Cleaning Data for Tweets Mentioning the Dallas Mavericks

Posted by Brian Johns on May 18, 2023 · 1 min read

Code for this project can be found HERE

My first notebook introduces the problem space for this project by asking the question: How can we predict the sentiment of tweets directed at a professional sports team?. In this case, I am using tweets that mention the key phrase ‘Dallas Mavericks’.

In order to answer this, I acquired data that was collected by Alex Huggler by gathering all tweets that mentioned ‘Dallas Mavericks’ during the 2021-22 basketball season. The data is hosted on Kaggle and can be found HERE and hosted on Kaggle.

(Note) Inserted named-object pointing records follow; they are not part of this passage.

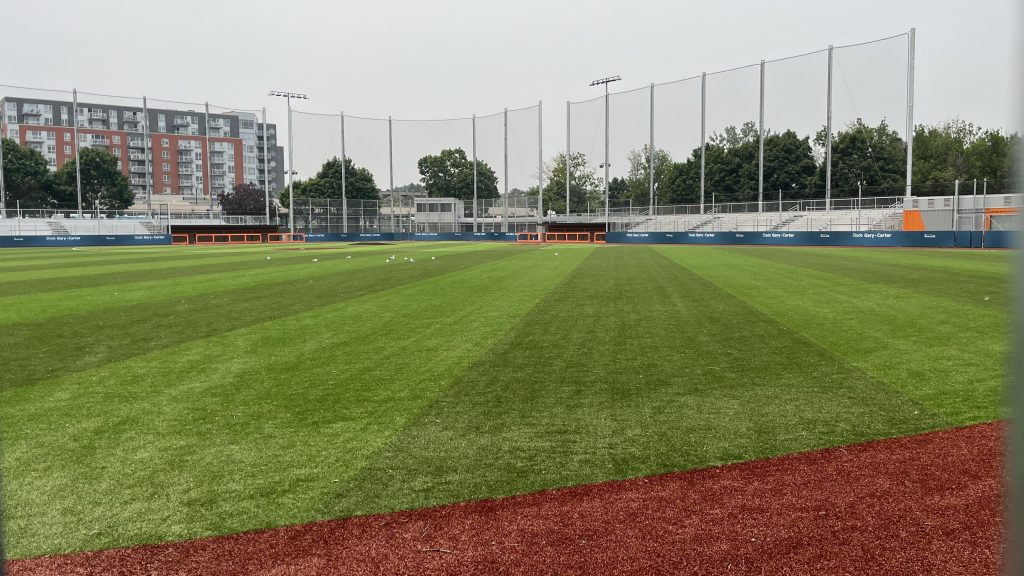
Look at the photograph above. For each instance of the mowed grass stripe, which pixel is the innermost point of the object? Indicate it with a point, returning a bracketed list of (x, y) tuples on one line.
[(38, 351), (947, 356), (251, 428), (38, 306), (893, 268), (633, 366)]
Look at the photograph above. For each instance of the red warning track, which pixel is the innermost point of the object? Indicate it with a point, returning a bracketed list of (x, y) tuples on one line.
[(926, 504)]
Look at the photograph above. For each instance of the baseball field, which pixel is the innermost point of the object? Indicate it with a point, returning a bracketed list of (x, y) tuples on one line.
[(160, 395)]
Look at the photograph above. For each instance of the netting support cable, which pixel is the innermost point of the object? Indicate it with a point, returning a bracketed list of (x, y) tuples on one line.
[(344, 169), (909, 113), (474, 174), (761, 145), (78, 157), (828, 134), (704, 132)]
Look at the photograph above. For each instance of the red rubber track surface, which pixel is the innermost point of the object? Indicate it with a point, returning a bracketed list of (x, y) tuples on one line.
[(925, 504)]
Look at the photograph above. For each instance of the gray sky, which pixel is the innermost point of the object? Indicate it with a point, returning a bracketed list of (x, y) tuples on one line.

I utilized the Pandas library in order to organize and manipulate the data. In doing so, I:

  • Focused on English Language Tweets
  • Removed Emojis from the Tweets
  • Utilized VADER to get Sentiment Scores for each tweet
  • Used the Sentiment Scores to establish whether a tweet was Positive, Negative or Neutral. This classification became the target variable for my modelling.

The end result of this was a somewhat imbalanced dataset, where approximately 40% of the tweets were Positive, 40% were Neutral but only 20% were Negative.

With the dataset cleaned, the next step was to use Natural Language Processing and Feature Engineering to ensure the dataset was ready for modelling and this was conducted in Part 2 of this project.